L’istituto del referendum
L’istituto del referendum rappresenta, in una democrazia delegata, l’unica occasione per permettere ai cittadini esprimersi in merito ad un determinato argomento.
Nel nostro ordinamento ha delle limitazioni essendo prevista solo la possibilità di abrogare una legge già in vigore, escludendo invece determinate materie come quella fiscale.
Tuttavia, di fronte al senso di inadeguatezza che questa classe politica è riuscita a trasmettere ai propri deleganti nella storia recente del nostro Paese, va anche sottolineato come lo stesso istituto del referendum abbia inevitabilmente acquisito anche le caratteristiche di strumento di pressione politica proprio nei confronti di quel Parlamento istituzionalmente indicato a legiferare per materie di forte rilevanza politica e sociale.
I referendum sulla giustizia nascono proprio da questa ultradecennale incapacità della classe politica di riformare il settore della giustizia avendo, e con un grande ritardo, percepito il senso di sfiducia dei cittadini stessi nei confronti del complesso sistema giudiziario italiano. Il referendum rappresenta l’ultima arma democratica in mano ai cittadini.

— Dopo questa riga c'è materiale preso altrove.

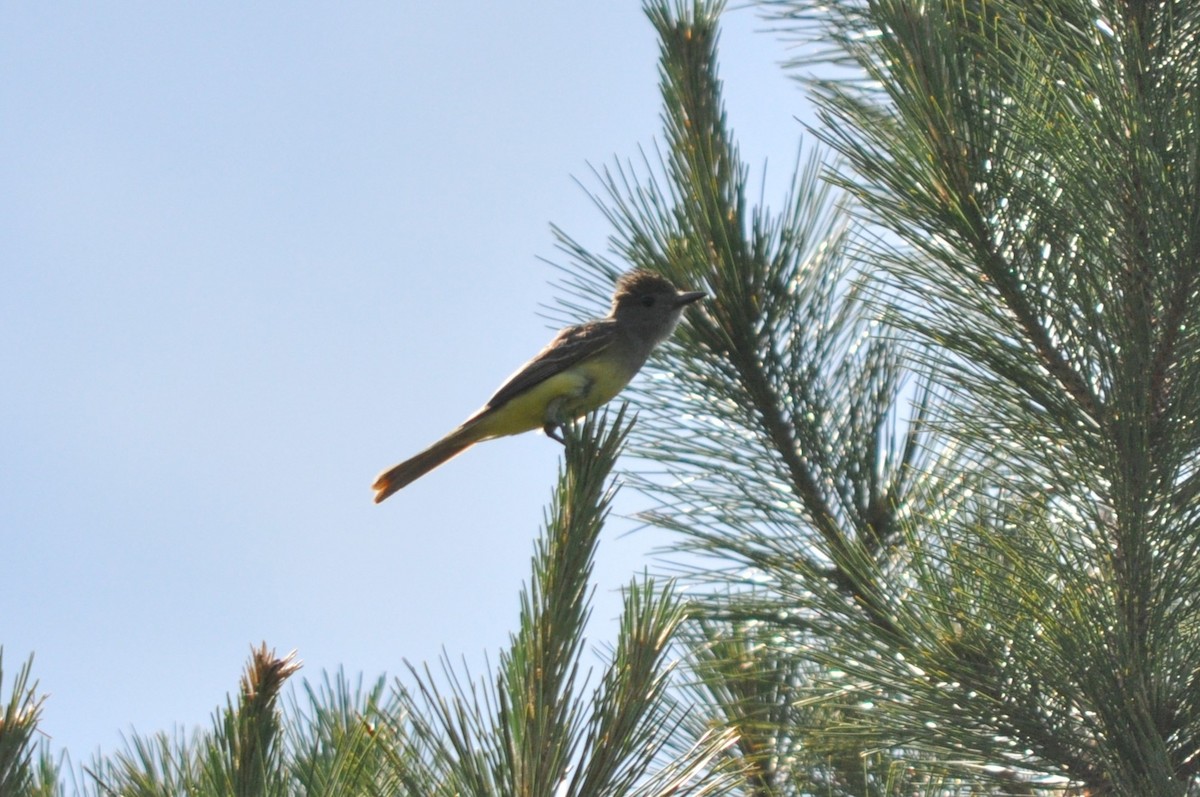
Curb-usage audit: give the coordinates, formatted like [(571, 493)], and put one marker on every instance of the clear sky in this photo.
[(250, 256)]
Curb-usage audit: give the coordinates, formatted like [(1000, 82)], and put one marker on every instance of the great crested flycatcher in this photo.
[(580, 370)]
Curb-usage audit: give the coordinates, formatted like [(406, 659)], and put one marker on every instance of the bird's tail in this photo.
[(415, 467)]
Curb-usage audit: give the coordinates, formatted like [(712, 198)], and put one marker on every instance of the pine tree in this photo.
[(930, 449)]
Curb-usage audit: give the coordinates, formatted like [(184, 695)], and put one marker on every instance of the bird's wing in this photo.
[(570, 346)]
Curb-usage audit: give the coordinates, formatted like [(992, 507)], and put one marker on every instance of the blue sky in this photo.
[(252, 255)]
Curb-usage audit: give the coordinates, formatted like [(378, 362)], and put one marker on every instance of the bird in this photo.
[(583, 367)]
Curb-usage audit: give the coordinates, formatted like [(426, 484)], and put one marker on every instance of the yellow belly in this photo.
[(570, 394)]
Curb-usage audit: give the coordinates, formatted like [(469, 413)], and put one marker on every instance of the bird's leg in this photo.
[(555, 423), (553, 431)]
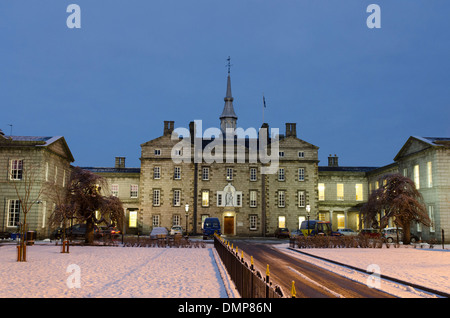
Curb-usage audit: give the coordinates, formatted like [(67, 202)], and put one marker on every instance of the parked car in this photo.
[(347, 232), (211, 226), (317, 227), (176, 229), (158, 232), (295, 233), (5, 235), (107, 231), (372, 233), (390, 235), (282, 232)]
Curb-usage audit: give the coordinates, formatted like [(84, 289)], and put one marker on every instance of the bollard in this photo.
[(293, 293)]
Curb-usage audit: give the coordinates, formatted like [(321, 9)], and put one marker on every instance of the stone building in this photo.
[(33, 170)]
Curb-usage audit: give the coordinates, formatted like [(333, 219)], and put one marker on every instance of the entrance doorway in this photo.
[(228, 225)]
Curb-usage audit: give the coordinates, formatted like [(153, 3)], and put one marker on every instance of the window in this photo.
[(341, 221), (16, 169), (238, 199), (416, 177), (281, 221), (205, 173), (431, 215), (176, 220), (301, 199), (114, 190), (13, 212), (429, 174), (253, 198), (301, 174), (359, 192), (156, 197), (155, 220), (229, 173), (205, 198), (281, 199), (340, 191), (133, 190), (253, 174), (156, 172), (281, 174), (253, 219), (321, 191), (176, 197), (177, 173), (132, 222)]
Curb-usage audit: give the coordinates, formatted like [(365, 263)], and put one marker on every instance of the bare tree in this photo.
[(28, 190), (400, 201), (83, 198)]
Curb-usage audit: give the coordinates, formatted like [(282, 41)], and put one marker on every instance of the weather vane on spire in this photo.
[(229, 64)]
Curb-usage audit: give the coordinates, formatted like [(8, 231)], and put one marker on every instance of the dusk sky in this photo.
[(108, 86)]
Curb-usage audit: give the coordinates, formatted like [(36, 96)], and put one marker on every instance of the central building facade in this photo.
[(186, 176)]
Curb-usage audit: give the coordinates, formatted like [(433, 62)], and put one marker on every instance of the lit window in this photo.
[(13, 213), (301, 174), (281, 199), (229, 173), (132, 222), (301, 199), (205, 198), (176, 197), (340, 191), (281, 221), (321, 191), (16, 169), (253, 222), (281, 176), (253, 198), (416, 176), (115, 190), (430, 174), (205, 173), (156, 172), (156, 197), (359, 192), (133, 190), (253, 174), (177, 173)]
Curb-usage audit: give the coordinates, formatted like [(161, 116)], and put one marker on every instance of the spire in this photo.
[(228, 117)]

Esiste un’altra limitazione relativa alle tematiche oggetto del referendum, come già detto, che esclude la materia fiscale mentre all’interno delle democrazie dirette come, per esempio la Svizzera, si possono proporre anche quesiti referendari relativi alla introduzione di un limite agli stipendi degli amministratori delegati.
In questo contesto, allora, proponendo un referendum relativo all’abrogazione del reddito di cittadinanza si entra all’interno di una quanto mai complessa materia sociale ed economica in quanto si contrappongono fasce di popolazione con redditi diversi ed interessi contrapposti il cui esito potrebbe influire sulla disponibilità economica di una delle parti interessate.
In altre parole, la contrapposizione politica in ambito referendario non dovrebbe mai scendere sul piano della sussistenza economica e della possibilità di fornire o limitare gli strumenti finanziari di cui una fascia di popolazione ne beneficia. Viceversa una classe politica consapevole dovrebbe spendersi per trovare gli strumenti legislativi per la sua corretta applicazione o per un’eventuale modifica se non addirittura abrogazione ma in sede parlamentare come limpida espressione del potere legislativo.
Ecco quindi, ancora una volta, il referendum, il quale andrebbe assolutamente riformato non tanto nel numero necessario per ottenere l’approvazione quanto nelle materie oggetto dello stesso per porre le basi normative finalizzate ad un avvicinamento del nostro sistema, ormai impantanato da 111.000 leggi, ad un modello il più possibile vicino ad una democrazia diretta.